Stock Investing: How to Avoid Costly Portfolio Mistakes
The secrets of building long-term wealth in stocks.
Oct. 27, 2011— -- Building a successful investment portfolio is like making a good stew: Different ingredients combine to produce a positive result that is much more than just the sum of its parts.
Many people believe that the more investments you have in your portfolio, the stronger it will be. They are wrong. Just as different ingredients come together in a stew to make a great meal, different types of investments combine to strengthen a portfolio. This is known as diversification.
Varying the ingredients in your portfolio will often reduce risk because different asset types tend to be affected differently by the same market and economic factors. Because of its lower risk, a diversified portfolio tends to give better returns by helping you avoid or withstand big hits that can be hazardous to your wealth.
Portfolios also need diversity within each asset type. Take stocks, for example. You can own 400 stocks, but if they're all in one industry — say, tech — they will all be negatively affected by the same economic and market factors. Owning 20 stocks in different industries substantially reduces risk. So, not only should you make sure that your portfolio contains different types of assets, but also different types of stocks.
Doubling up on some types of investments and omitting others throws off the diversification recipe. This error is typical in 401(k) plans.
A well-diversified stock portfolio contains small, medium and large companies, as well as some international stocks. But when choosing their 401(k) plan investments, people often unwittingly buy several mutual funds that hold the same types of stocks — if not the same companies.
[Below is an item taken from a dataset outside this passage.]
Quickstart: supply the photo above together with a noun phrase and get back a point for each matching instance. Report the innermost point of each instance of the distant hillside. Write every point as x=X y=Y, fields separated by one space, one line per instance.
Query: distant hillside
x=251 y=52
Typically, they do this because they're chasing last year's returns. If small-company stocks did well last year, chances are that funds containing these stocks outperformed, too. So investors end up buying several funds that have all-too-similar holdings. To assemble a diversified portfolio, you must know what's in it.
Though everyone's portfolio should be highly diversified, a good portfolio for one person may be a terrible one for another. What's right for you depends on your age, goals and tolerance for risk. Typically, a 30-year-old who isn't planning to retire for 35 years would have different investing goals than a 55-year-old, and a far greater risk tolerance. If the younger investor loses a lot of money in the stock market, he has more time to make it up before retirement. So he would typically have far more of his total portfolio in stocks than the 55-year-old.
The older investor, planning to retire in 10 years, would likely have a proportionately greater investment in bonds because their returns, though historically lower than stocks', tend to be more reliable. Yet risk tolerance isn't determined by age alone; two investors of the same age can have far different tolerances. If an investor has aggressive goals for returns, he or she should have a high risk tolerance to match.
Risk tolerance shouldn't be confused with loss tolerance. Risk tolerance means your comfort level in dealing with the concept of loss. Loss tolerance is your capacity to deal with losing money when it actually happens.
If you overestimate your risk tolerance, you could end up experiencing losses that you aren't psychologically capable of handling. This happened after the market meltdown of 2008, when many investors who suffered substantial losses found that they'd assembled their portfolios too boldly.